Little, for in some times and places a not so very grand or important group as the world might judge. Little also for the reason that we are like tender lambs, weak and in need of a shepherds protection and care against the wickedness and snares of the devil, who, with his minions, are as wolves who seek to devour the flock.
So we learn thus to look with trust upon Jesus Christ, our true shepherd, and to follow his voice faithfully. He will lead us out to pasture and feed us, and likewise lead us back into the sheepfold for safekeeping.
We learn, too, that there is but one flock which has been formed and belongs to this one shepherd, Christ. This one little flock addressed with such tender devotion by the Shepherd, is the Church. As the place where the sheep of the Lord are gathered safely, the Church is the true sheepfold.
“The Church is, accordingly, a sheepfold, the sole and necessary gateway to which is Christ. It is also the flock of which God himself foretold that he would be the shepherd, and whose sheep, even though governed by human shepherds, are unfailingly nourished and led by Christ himself, the Good Shepherd and Prince of Shepherds, who gave his life for his sheep. (CCC 754)
Jesus Christ is shepherd of the one flock, his Body the Church, whose members we are. This one Church of Christ “subsists within the Catholic Church” (Lumen Gentium, Second Vatican Council.). The Church, the one flock, makes visible the kingdom of God.
“This Kingdom shines out before men in the word, in the works and in the presence of Christ.” (Second Vatican Council, Lumen Gentium 5)
To welcome Jesus’ word is to welcome “the Kingdom itself.” ( LG 5) The seed and beginning of the Kingdom are the “little flock” of those whom Jesus came to gather around him, the flock whose shepherd he is. (Lk 12:32; cf. Mt 10:16; 26:31; Jn 10:1-21.)
They form Jesus’ true family. (Cf. Mt 12:49.) To those whom he thus gathered around him, he taught a new “way of acting” and a prayer of their own. (Cf.
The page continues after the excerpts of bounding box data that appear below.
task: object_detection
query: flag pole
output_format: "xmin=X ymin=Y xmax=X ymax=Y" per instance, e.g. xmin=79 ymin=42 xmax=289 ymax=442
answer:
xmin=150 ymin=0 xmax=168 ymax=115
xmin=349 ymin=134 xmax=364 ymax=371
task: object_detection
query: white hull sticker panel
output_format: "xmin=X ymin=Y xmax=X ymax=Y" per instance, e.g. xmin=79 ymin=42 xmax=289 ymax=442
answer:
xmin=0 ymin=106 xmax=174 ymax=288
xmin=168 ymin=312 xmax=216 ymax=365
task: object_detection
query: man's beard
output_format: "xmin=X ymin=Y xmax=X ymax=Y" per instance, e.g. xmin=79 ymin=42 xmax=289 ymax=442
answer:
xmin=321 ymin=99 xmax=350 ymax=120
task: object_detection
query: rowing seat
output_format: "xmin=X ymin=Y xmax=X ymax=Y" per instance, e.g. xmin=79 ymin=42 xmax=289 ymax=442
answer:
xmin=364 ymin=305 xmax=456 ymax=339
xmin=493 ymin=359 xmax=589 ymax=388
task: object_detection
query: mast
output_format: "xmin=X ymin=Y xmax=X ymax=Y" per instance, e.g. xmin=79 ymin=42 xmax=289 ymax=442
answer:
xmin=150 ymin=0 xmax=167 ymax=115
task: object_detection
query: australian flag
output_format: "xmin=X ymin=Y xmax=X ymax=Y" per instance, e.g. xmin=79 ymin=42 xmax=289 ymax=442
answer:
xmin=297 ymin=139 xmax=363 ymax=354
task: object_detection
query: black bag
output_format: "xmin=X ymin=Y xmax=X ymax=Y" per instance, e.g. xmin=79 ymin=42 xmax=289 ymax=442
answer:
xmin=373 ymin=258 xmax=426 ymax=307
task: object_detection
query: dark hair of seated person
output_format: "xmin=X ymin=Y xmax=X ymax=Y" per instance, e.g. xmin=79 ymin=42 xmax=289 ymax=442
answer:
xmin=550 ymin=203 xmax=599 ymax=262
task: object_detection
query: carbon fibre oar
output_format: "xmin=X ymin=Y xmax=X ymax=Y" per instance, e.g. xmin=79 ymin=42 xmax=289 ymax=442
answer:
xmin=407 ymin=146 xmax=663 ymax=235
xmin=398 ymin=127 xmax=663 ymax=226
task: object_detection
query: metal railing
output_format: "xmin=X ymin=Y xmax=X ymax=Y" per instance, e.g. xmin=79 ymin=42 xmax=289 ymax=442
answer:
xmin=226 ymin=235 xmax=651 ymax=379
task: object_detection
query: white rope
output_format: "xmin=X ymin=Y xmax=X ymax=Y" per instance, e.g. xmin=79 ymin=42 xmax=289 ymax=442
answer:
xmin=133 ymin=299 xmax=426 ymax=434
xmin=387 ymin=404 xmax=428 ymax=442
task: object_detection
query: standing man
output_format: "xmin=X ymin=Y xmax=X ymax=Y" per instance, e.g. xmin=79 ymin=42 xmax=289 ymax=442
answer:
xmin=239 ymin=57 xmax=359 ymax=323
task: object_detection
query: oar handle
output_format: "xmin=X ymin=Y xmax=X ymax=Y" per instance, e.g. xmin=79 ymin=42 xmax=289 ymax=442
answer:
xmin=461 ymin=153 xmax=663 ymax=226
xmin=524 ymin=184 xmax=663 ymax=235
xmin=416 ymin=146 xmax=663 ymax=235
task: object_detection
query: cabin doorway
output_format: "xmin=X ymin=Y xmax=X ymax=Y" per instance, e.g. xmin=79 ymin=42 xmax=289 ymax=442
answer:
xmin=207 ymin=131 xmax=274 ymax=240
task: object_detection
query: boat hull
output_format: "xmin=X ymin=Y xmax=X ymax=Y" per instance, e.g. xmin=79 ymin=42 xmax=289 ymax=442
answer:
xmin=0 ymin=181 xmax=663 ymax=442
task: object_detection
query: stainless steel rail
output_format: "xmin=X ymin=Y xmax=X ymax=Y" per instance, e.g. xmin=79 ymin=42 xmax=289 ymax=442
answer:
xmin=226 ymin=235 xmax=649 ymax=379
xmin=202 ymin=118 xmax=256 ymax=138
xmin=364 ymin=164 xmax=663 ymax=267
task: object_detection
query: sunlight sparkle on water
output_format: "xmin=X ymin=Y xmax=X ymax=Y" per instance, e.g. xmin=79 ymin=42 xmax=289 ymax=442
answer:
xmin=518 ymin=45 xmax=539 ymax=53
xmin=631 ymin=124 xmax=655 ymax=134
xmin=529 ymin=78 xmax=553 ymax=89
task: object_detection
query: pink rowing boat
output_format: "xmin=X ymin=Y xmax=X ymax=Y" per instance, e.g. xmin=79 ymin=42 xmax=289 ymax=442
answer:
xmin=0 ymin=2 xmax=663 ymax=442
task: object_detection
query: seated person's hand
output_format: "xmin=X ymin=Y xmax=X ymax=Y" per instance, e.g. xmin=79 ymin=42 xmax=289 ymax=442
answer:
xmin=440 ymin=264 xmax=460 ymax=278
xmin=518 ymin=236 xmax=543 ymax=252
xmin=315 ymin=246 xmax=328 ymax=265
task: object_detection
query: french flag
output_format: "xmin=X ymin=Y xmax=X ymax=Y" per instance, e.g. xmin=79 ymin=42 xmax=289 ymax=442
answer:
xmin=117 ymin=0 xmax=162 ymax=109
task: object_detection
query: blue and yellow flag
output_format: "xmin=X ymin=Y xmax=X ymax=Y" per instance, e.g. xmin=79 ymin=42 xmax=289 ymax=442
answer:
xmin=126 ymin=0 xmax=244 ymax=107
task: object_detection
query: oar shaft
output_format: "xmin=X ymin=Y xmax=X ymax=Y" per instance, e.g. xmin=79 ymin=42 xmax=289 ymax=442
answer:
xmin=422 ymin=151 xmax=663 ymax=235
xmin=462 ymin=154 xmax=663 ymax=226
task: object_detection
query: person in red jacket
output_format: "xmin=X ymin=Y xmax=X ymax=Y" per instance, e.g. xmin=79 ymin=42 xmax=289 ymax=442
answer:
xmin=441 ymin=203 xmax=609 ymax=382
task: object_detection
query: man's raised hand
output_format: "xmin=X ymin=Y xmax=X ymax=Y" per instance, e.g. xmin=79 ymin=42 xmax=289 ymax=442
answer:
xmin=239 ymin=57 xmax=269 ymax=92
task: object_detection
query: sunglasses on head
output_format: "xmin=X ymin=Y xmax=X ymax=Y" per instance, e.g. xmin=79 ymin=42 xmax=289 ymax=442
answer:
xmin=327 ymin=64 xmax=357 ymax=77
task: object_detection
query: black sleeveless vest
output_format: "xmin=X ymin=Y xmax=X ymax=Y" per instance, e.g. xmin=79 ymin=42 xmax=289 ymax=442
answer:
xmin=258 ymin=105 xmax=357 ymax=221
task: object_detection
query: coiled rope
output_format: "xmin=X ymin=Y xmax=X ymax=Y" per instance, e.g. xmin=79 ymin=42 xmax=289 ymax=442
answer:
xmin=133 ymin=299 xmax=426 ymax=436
Mt5:6) (CCC 764)
In the Church, the one flock the Lord feeds and protects His sheep through the ministry of the shepherds who stand in his Person, in persona Christi.
Priests, bishops and the Holy Father, our Pope (Papa in Greek) enable us to live without fear because we are in intimate contact with our Shepherd through the preaching and teaching of the Scripture and tradition and the grace of sacramental life. In the ecclesial service of the ordained minister, it is Christ himself who is present to his Church as Head of his Body, Shepherd of his flock, high priest of the redemptive sacrifice, Teacher of Truth.
This is what the Church means by saying that the priest, by virtue of the sacrament of Holy Orders, acts in persona Christi Capitis: It is the same priest, Christ Jesus, whose sacred person his minister truly represents. Now the minister, by reason of the sacerdotal consecration which he has received, is truly made like to the high priest and possesses the authority to act in the power and place of the person of Christ himself (virtute ac persona ipsius Christi).
Christ is the source of all priesthood: the priest of the old law was a figure of Christ, and the priest of the new law acts in the person of Christ. (CCC 1548)
The ministry of our shepherds in the priesthood of Christ was founded upon and handed down by the Apostles. He is present among us through their ministry by the power of the Holy Spirit, in particular as they exercise their priesthood in the Holy Mass and all the sacraments.
Christ himself chose the apostles and gave them a share in his mission and authority. Raised to the Father’s right hand, he has not forsaken his flock but he kee ps it under his constant protection through the apostles, and guides it still through these same pastors who continue his work today. Thus, it is Christ whose gift it is that some be apostles, others pastors. He continues to act through the bishops. (CCC 1575)
In particular it is the priest and bishop, who stands in the place of Peter, who acts as principal shepherd of the flock of the Church.
The Lord made Simon alone, whom he named Peter, the rock of his Church. He gave him the keys of his Church and instituted him shepherd of the whole flock.
The office of binding and loosing which was given to Peter was also assigned to the college of apostles united to its head. This pastoral office of Peter and the other apostles belongs to the Church’s very foundation and is continued by the bishops under the primacy of the Pope. (CCC 881)
We, the little flock of the Lord, need never live in fear if we faithfully feed at the true source of the graces of redemption and remain in the sheepfold of the Ch urch.